Il meccanismo previsto dall’ex ministro del Lavoro verrà sostituito da un’offerta di conciliazione (art. 6 del D.Lgs. n. 23/2015). In pratica, il datore di lavoro ha la possibilità di offrire al lavoratore, entro i termini di impugnazione stragiudiziale del licenziamento, un importo esente da imposizione fiscale e contributiva pari a una mensilità della retribuzione di riferimento per il calcolo del TFR per ogni anno di servizio, in misura comunque non inferiore a 2 e non superiore a 18 mensilità. L’esito della conciliazione dovrà essere comunicato dal datore di lavoro entro 65 giorni dalla cessazione del rapporto. Qualora il datore di lavoro omette tale comunicazione, dovrà scontare una sanzione che va dai 100 ai 500 euro per lavoratore (50 - 250 euro per le agenzie del lavoro).
I licenziamenti disciplinari tra Jobs act e riforma Fornero. Basta un poco di fatto materiale.
La categoria del “fatto materiale” è tornata, del tutto inaspettatamente, in auge a proposito dell’individuazione della tutela ex art. 18 l. 300/1970 a fronte di un licenziamento disciplinare illegittimo.
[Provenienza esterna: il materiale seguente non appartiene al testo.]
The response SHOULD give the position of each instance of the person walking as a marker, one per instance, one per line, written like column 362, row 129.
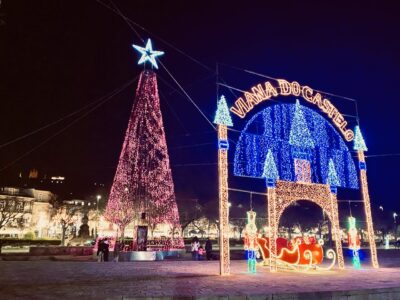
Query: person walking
column 106, row 248
column 100, row 250
column 208, row 247
column 117, row 249
column 195, row 248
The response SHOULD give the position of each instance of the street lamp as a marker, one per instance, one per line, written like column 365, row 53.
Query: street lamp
column 98, row 197
column 395, row 229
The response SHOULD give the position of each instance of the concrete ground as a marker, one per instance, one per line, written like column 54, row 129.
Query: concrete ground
column 92, row 280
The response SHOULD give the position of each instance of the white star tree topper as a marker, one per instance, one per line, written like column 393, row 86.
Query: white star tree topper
column 148, row 54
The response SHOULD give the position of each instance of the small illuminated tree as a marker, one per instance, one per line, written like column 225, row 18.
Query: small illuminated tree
column 66, row 216
column 121, row 212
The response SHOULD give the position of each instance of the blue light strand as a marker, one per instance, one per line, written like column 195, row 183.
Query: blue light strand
column 328, row 144
column 359, row 143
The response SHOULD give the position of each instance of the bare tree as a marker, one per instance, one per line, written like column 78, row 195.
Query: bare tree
column 66, row 216
column 11, row 210
column 189, row 211
column 121, row 215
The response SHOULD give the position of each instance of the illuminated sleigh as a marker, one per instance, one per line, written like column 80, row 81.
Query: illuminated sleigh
column 301, row 254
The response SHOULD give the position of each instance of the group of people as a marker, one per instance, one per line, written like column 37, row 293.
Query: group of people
column 103, row 249
column 198, row 251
La categoria del fatto materiale era stata elaborata all’indomani della riforma c.d. Fornero (legge n. 92/2012) che nell’art.18 conserva la tutela reintegratoria (sia pure nella specie c.d. attenuata) subordinandola all’“insussistenza del fatto contestato” dal datore come giusta causa o giustificato motivo soggettivo.
Era stato allora proposto da più autori di restringere la formula legale alla sola ipotesi di mancanza del fatto materiale contestato; intendendosi, sotto evidente influenza penalistica, la sola mancanza degli elementi materiali dell’illecito disciplinare. E confinando conseguentemente nella categoria residuale delle “altre ipotesi” tutela delle indennità (così genericamente individuate nel 5° comma dell’art.18) tutti gli altri casi in cui fosse invece insussistente l’antigiuridicità, l’imputabilità, la volontarietà della condotta, l’elemento soggettivo ed infine il difetto di proporzionalità. Anche se la mancanza di quest’ultimo requisito può ancora riportare alla reintegra per altra via, quante volte si venga a configurare la seconda ipotesi in presenza della quale l’art.18, 4° comma, riformato dalla legge 92, prevede l’operatività della tutela forte per essere il fatto riconducibile ad una condotta disciplinare “punita con una sanzione conservativa”nei contratti collettivi e codici disciplinari.